Spittlebug survey

Are these insects the key to predicting how Xylella might spread across the country?

The spittlebug survey ran from 2019 to 2020 and is no longer regularly monitored for more about the project behind the survey please visit BRIGIT

Xylella fastidiosa is a devastating plant disease that is known to be transmitted by insects that feed on xylem, the tissue that transports water from roots to leaves.

Some of the most common insects known to do this are spittlebugs, otherwise known as froghoppers – in particular meadow spittlebug (Philaenus spumarius). This species is commonly found on UK garden plants and has been associated with spread of the disease in Italy.
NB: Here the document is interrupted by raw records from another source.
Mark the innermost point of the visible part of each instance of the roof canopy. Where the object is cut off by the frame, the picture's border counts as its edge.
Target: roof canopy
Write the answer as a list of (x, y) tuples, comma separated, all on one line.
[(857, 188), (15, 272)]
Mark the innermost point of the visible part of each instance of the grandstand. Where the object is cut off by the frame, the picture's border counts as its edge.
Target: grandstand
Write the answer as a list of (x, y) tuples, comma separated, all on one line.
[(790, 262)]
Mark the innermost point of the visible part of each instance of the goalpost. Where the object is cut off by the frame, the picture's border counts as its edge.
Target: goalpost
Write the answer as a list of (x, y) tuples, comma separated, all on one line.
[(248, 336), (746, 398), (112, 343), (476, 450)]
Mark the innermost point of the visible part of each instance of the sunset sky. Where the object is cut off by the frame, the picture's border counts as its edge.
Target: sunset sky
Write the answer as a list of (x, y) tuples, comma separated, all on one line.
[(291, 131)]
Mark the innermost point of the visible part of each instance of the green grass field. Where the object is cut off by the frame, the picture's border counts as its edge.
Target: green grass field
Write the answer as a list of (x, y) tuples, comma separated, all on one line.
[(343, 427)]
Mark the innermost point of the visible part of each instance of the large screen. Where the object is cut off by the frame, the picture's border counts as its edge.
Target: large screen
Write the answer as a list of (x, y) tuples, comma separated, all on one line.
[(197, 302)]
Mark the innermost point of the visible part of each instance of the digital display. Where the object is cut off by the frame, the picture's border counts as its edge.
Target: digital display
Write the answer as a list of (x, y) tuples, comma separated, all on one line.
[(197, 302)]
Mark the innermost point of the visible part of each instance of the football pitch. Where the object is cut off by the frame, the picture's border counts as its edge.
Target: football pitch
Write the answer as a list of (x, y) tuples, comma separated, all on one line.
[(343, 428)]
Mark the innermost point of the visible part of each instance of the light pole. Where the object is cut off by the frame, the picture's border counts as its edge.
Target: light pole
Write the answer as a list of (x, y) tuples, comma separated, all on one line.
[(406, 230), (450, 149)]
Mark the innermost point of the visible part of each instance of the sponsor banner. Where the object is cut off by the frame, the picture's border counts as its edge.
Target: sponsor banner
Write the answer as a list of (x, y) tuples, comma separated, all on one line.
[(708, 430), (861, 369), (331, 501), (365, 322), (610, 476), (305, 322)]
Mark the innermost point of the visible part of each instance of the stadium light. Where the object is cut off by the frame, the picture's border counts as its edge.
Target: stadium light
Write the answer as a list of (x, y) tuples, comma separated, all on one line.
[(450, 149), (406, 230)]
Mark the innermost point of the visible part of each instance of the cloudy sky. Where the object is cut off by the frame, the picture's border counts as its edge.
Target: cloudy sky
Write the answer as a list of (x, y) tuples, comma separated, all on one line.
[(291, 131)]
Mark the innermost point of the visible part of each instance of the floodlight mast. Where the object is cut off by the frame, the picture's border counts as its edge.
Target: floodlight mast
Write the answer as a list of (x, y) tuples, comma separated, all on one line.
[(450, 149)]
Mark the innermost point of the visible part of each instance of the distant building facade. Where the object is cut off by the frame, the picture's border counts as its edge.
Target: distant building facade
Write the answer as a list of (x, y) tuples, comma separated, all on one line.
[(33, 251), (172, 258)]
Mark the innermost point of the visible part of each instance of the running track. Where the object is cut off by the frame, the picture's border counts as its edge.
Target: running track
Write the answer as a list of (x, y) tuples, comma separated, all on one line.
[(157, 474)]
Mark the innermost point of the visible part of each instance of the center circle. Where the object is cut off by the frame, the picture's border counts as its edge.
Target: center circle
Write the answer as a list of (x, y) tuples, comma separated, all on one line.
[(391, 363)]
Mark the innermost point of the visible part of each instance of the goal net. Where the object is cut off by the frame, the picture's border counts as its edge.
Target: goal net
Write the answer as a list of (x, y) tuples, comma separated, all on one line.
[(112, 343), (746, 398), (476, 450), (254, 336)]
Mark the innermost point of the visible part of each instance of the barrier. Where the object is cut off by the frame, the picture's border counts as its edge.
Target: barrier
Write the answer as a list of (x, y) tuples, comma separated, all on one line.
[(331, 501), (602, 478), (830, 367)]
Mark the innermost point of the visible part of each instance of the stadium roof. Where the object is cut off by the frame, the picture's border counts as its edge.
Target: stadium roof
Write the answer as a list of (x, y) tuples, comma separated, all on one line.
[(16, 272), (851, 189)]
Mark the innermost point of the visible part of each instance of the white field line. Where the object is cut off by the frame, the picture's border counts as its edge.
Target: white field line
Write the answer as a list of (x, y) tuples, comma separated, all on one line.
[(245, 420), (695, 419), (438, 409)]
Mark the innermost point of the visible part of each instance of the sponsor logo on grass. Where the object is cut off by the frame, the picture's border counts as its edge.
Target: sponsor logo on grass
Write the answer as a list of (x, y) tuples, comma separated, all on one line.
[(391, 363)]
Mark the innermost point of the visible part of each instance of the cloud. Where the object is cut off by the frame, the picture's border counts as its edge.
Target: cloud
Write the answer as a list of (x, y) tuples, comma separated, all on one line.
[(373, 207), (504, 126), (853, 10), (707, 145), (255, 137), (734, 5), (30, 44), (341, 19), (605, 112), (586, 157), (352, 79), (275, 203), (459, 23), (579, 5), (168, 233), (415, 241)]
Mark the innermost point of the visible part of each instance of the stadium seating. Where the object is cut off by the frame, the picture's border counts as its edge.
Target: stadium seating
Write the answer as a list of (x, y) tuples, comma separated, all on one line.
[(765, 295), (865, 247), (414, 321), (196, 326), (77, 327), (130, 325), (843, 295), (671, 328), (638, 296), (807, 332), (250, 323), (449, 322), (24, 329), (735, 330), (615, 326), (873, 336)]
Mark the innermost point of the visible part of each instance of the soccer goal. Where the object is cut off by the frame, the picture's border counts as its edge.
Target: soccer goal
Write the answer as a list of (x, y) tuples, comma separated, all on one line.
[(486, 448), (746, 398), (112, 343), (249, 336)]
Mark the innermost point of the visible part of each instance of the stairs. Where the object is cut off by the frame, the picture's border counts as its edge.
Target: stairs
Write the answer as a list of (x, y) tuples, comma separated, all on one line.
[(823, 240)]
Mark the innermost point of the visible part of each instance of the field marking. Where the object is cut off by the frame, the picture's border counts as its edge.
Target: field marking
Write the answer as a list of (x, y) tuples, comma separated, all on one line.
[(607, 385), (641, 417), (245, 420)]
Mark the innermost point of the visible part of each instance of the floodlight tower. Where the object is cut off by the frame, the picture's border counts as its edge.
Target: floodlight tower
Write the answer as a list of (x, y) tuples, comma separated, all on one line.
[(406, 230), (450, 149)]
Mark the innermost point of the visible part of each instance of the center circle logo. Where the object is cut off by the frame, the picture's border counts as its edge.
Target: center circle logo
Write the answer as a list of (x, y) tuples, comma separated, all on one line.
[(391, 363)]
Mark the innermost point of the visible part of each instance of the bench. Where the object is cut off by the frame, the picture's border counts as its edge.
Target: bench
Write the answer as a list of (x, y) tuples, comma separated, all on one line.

We would like to remind citizen scientists that spittlebugs are innocent carriers of Xylella in certain countries outside the UK. They are not a pest so there is no need to remove them. There have been no confirmed reports of Xylella in this country, but the survey helped us to gather data to inform a response should the disease ever reach the UK.

Spittlebug survey

As part of our BRIGIT partnership we asked gardeners to record sightings of the bug. These sightings will be plotted on a map to show the distribution of froghoppers  and a pattern of how the disease might spread in the UK.

Spittle sightings, whether seen in a garden or the countryside, were submitted via an online iRecord survey.

More information on Spittlebugs


With your support, we can undertake valuable research into gardening pests and diseases.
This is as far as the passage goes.